Since it was setup day there’s no free food around the floor, preventing me from grazing like a Costco shopper lunching off free samples. I decided to try the new food court. It looks a bit like smaller version of a food court in a mall, without the screaming kids or a Manchu Wok. The pizza looked good..deep dish..so I stepped up to the counter. “What?” asked the clerk. “Pepperoni,” I grunted back. The young lady gives me a look that says “no crap, that’s the only kind we have,” and just wiggles her index finger over the squares of grease apparently begging me to choose one. So I wiggled my finger back and she seemed to get the message. $9.32 later for one slice of index finger wiggle pizza and a bottle of Vernors, I sat down at one of the stylish Formica tables. First bite? The pizza was colder than Putin’s heart. Oh! Silly me! I didn’t realize they were selling FROZEN pizza! Ah!

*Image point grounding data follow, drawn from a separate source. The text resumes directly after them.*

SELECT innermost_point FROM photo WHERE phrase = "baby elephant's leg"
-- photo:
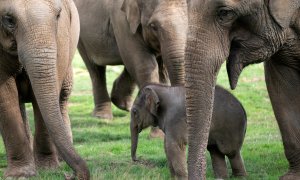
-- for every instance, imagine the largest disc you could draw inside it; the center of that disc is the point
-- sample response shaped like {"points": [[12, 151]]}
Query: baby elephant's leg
{"points": [[218, 163], [176, 158], [237, 165]]}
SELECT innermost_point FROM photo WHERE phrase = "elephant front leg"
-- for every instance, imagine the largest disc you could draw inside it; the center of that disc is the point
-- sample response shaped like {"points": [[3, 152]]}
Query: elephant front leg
{"points": [[218, 163], [64, 98], [122, 91], [45, 152], [101, 97], [175, 152], [283, 85], [237, 165], [17, 144]]}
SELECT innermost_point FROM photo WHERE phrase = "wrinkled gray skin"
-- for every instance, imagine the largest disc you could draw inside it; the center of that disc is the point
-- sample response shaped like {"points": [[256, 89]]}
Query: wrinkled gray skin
{"points": [[243, 32], [38, 39], [164, 106], [135, 33]]}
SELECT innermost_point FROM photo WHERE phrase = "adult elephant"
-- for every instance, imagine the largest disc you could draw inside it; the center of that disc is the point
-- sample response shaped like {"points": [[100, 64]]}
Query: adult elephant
{"points": [[244, 32], [134, 33], [38, 39]]}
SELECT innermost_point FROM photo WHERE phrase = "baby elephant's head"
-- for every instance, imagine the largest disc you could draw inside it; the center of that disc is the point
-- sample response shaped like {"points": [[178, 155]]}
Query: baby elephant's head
{"points": [[143, 115]]}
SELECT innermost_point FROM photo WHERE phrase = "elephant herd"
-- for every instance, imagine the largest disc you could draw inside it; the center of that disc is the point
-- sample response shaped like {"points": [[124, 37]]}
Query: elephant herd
{"points": [[190, 39]]}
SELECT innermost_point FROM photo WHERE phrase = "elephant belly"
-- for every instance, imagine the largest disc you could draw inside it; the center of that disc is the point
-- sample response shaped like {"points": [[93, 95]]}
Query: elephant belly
{"points": [[101, 50]]}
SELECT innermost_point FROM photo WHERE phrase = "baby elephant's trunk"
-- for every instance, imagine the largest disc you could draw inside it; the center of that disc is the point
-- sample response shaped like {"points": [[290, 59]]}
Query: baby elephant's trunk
{"points": [[134, 139]]}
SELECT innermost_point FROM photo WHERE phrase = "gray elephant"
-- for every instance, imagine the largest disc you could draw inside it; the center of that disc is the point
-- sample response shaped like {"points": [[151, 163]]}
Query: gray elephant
{"points": [[164, 106], [136, 34], [243, 32], [38, 39]]}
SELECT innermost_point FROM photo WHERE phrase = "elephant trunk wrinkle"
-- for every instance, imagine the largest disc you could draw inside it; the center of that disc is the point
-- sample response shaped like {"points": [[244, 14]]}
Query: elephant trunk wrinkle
{"points": [[173, 57], [40, 64], [202, 63]]}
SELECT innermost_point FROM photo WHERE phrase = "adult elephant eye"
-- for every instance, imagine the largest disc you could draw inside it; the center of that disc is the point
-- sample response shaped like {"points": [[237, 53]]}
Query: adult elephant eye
{"points": [[153, 27], [225, 16], [58, 14], [134, 113], [9, 21]]}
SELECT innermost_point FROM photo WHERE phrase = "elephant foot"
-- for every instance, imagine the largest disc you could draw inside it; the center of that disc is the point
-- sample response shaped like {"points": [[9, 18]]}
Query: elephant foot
{"points": [[290, 176], [20, 172], [239, 175], [103, 112], [156, 133], [124, 103], [47, 161]]}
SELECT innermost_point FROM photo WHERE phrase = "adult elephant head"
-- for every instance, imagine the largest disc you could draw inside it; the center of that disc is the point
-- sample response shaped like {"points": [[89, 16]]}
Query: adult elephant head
{"points": [[163, 26], [42, 35], [241, 31]]}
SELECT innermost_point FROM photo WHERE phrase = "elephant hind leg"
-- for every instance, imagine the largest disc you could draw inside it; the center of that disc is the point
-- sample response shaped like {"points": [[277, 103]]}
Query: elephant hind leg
{"points": [[283, 84], [122, 91], [237, 165], [45, 152], [101, 97], [218, 162]]}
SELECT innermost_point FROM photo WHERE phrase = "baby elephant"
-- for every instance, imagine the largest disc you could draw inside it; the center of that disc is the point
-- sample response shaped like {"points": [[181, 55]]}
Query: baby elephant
{"points": [[163, 106]]}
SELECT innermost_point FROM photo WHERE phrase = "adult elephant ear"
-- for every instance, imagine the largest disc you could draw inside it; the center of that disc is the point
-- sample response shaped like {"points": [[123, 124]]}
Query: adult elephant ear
{"points": [[283, 10], [133, 15]]}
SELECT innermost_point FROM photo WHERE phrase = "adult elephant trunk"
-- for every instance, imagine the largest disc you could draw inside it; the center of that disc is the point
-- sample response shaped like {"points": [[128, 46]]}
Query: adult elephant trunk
{"points": [[37, 49], [173, 41], [202, 63], [134, 139], [173, 56]]}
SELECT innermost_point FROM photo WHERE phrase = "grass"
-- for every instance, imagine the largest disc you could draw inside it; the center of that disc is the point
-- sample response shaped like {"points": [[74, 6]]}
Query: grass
{"points": [[105, 145]]}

Well Monday and Tuesday the free food will be flowing, rendering the Food Court adjourned. More tomorrow.

In fact, you DO need those stinkin’ badges…and a wristband too!

My first credential to the North American International Auto show was just a thin piece of paper with my name and “CNN” clearly typed on it. You shoved the thing in a plastic holder and wore it around your neck for three days. It was fine. More than sufficient. A security guard or someone who thought they knew you but forgot they didn’t who needed to see your name and affiliation, could.  The paper badge swingin’ from the top of your spine did the trick to get you in the door and that was that.

That was 1990.

IMG_1945It didn’t take long before something that was simple and functional was replaced by something else that was small and hard to read. It was a little plastic badge like the server at a Big Boy might wear, or a sales clerk at the feed store. The pitiful plastic thing hung on a flimsy chain that froze your neck every time the forklift drivers left open the giant doors to the loading docks, allowing polar blasts to permeate the show floor. Nevertheless, you wore the badge, you got past the security guards so you could do your job.

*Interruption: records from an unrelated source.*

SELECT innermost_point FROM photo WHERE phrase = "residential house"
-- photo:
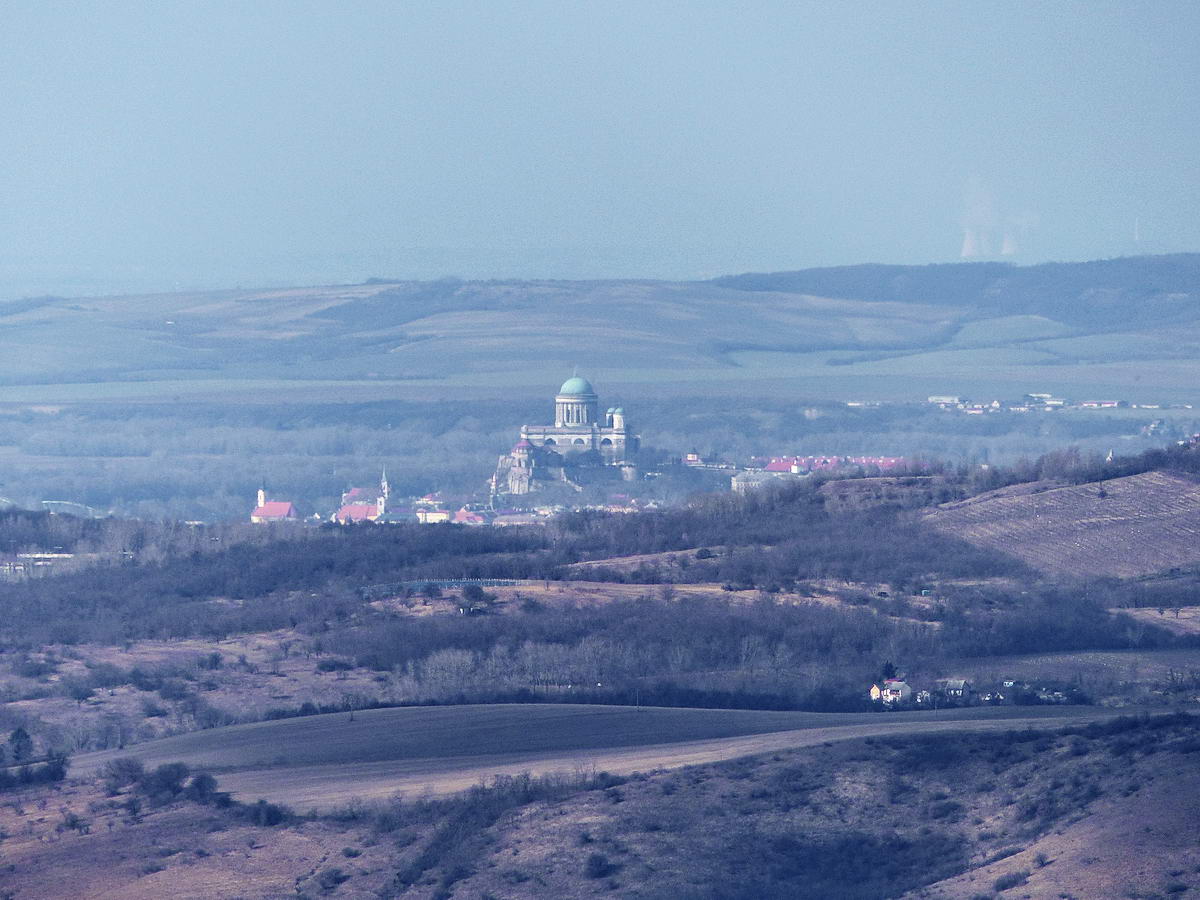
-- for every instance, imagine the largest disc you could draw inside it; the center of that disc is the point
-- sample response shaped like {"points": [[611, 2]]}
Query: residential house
{"points": [[273, 510], [893, 690]]}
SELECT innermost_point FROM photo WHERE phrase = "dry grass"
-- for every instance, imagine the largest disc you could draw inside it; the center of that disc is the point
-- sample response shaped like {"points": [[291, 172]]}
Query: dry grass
{"points": [[325, 760], [1180, 621], [1123, 527]]}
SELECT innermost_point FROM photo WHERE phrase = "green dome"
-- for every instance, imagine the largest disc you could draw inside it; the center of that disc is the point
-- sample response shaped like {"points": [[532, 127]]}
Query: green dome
{"points": [[576, 385]]}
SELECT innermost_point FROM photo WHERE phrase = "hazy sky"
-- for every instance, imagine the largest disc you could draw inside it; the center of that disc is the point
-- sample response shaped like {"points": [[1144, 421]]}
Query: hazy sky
{"points": [[145, 145]]}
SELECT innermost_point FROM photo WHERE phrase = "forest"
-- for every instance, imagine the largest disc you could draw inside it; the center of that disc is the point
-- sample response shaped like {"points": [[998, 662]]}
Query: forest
{"points": [[945, 600]]}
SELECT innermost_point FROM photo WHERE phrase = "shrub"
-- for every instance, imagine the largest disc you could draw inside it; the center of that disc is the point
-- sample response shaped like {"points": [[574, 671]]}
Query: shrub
{"points": [[330, 879], [166, 783], [202, 789], [267, 814], [1011, 881], [121, 772], [598, 867]]}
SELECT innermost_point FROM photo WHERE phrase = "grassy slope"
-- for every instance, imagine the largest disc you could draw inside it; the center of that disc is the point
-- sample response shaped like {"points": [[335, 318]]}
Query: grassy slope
{"points": [[871, 820], [952, 328], [1122, 527], [322, 761]]}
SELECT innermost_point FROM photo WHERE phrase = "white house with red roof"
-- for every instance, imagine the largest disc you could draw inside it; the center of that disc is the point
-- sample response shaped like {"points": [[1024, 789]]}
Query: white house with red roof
{"points": [[358, 505], [273, 510]]}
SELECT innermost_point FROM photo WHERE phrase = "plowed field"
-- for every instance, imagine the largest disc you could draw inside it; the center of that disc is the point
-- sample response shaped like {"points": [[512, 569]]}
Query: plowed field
{"points": [[1122, 527]]}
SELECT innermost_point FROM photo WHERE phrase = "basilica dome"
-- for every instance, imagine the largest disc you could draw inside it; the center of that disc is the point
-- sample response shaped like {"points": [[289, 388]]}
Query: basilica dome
{"points": [[576, 385]]}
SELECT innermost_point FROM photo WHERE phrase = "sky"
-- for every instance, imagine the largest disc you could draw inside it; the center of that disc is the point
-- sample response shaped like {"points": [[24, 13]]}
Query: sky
{"points": [[169, 144]]}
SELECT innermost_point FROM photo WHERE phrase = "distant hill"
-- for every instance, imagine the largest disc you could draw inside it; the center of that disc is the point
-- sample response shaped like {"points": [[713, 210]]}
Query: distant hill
{"points": [[1102, 293], [1114, 327], [1122, 527]]}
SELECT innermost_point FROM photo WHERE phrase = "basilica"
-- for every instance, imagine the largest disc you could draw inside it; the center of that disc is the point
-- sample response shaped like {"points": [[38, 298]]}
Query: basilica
{"points": [[577, 447]]}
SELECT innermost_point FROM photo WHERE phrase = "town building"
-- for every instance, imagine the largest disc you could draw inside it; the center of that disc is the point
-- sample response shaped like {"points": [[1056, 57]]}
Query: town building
{"points": [[359, 507], [273, 510], [581, 443]]}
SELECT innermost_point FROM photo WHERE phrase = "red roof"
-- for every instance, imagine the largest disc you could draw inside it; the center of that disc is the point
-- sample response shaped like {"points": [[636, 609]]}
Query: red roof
{"points": [[357, 513], [275, 509]]}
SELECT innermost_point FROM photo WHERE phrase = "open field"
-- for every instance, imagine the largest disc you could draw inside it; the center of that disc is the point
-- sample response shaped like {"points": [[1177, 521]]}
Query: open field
{"points": [[887, 333], [1180, 621], [1134, 844], [325, 760], [1122, 527]]}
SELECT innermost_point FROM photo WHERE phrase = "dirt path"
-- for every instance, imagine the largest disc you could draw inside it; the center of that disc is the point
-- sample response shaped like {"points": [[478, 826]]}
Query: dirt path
{"points": [[324, 786]]}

Well..not quite that simple. One year they stuck a “VIP” ribbon onto my badge. Well..I was a network guy so why the hell not? But then a blowhard from a local affiliate whose ego needed a building permit noticed his badge didn’t have the ribbon. “Why do you have a ribbon?” he bellowed at me. “Because I don’t suck,” was my only reasonable response. “Harrumph!” was his best reply. “I’m going to force them to give me a ribbon!”  Tough. Local boy didn’t get the ribbon. Just wasn’t a VIP, I guess. My best guess is the person at the credentials desk just pegged him as boastful moron.

IMG_1944The ribbon disappeared after that year and local boy shared the same media credential as every other reporter and there was peace in the land.  As a sign of progress, large credentials, the size of standup paddle boards were created. One could read a person’s name and affiliation from Philly. But for some reason, that wasn’t quite enough to proved to the dour security guards you were cool, so a second level of validation was created…a plastic wristband!  Now one needed to present the proper credential, and a wristband, all of the proper color, to be allowed entrance onto the auto show floor. If you cut off the wristband at the end of the day, you had to wait again at a special desk to get a new one.

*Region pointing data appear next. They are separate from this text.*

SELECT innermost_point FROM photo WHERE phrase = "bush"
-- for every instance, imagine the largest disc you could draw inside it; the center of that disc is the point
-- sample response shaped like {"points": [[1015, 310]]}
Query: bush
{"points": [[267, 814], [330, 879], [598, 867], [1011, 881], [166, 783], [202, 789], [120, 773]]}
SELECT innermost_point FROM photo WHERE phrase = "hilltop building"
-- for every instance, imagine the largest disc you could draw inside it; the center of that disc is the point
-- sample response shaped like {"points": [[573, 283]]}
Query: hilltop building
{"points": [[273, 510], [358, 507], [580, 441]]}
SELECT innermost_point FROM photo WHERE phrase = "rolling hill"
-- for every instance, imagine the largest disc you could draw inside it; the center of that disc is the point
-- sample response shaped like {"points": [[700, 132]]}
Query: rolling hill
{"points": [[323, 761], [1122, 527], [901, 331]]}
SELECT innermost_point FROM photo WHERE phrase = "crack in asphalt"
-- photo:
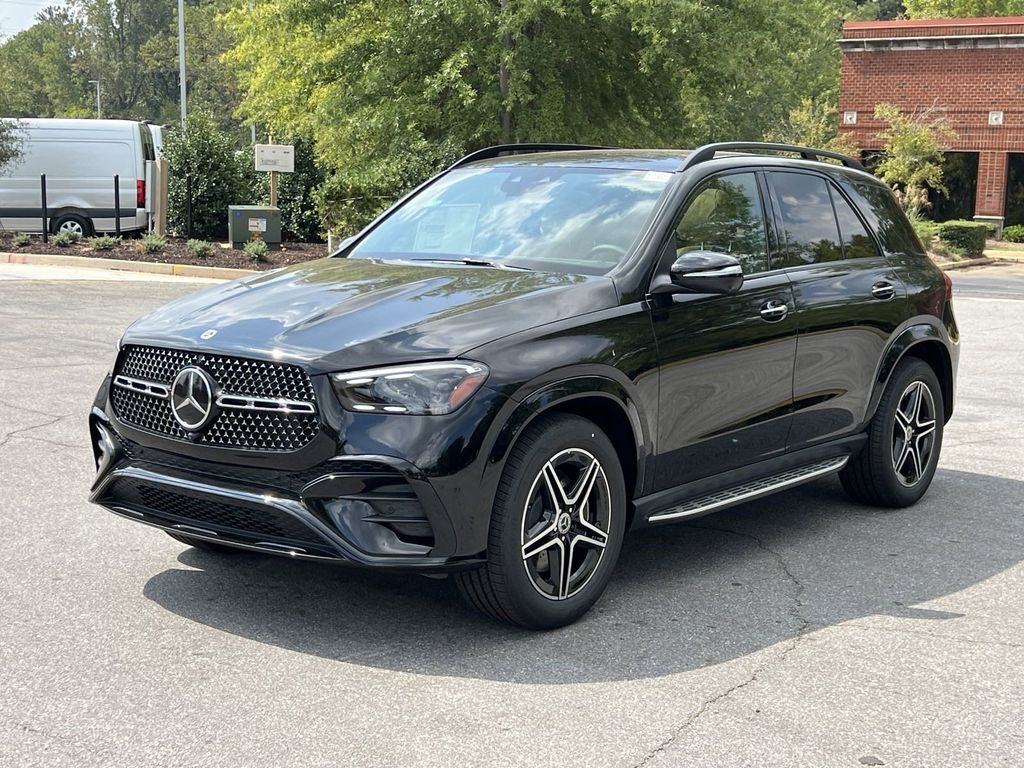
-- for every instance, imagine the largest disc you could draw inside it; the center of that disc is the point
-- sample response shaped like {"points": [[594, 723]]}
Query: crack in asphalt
{"points": [[795, 612], [14, 433]]}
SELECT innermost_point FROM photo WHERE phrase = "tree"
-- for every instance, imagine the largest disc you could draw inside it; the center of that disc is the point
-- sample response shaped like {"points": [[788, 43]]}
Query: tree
{"points": [[10, 142], [963, 8], [912, 159], [205, 163], [391, 90]]}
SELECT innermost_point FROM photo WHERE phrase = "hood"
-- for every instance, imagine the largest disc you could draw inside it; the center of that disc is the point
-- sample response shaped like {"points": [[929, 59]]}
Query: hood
{"points": [[334, 314]]}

Now some reporters and industry people would receive the ultimate symbol they were important by finding a lovely lapel pin with the auto show logo and their name etched in it. I don’t know what the criteria for getting the pin is, but when I worked for CNN I got one. When I didn’t…I didn’t. All I do know is when a pin-able person sports the thing the pin refusniks are very jealous and say things like, “Oh, nice pin. You must be special. I must be trash even though I’ve been covering this show for 25 years.”

Some auto shows don’t put any effort at all into their credentials. One major show gives you the paper badge and a holder, but, psych, no lanyard from which to attach the thing to your body. You can clip the thing to your pocket but you find yourself bending over all day picking it up off the floor and a reporter with a plate of handout shrimp trips over your ass, losing most of his seafood swag.

Should be a fun show this year. I have my giant badge, holder and a lanyard. But boy, I wish I had that VIP ribbon.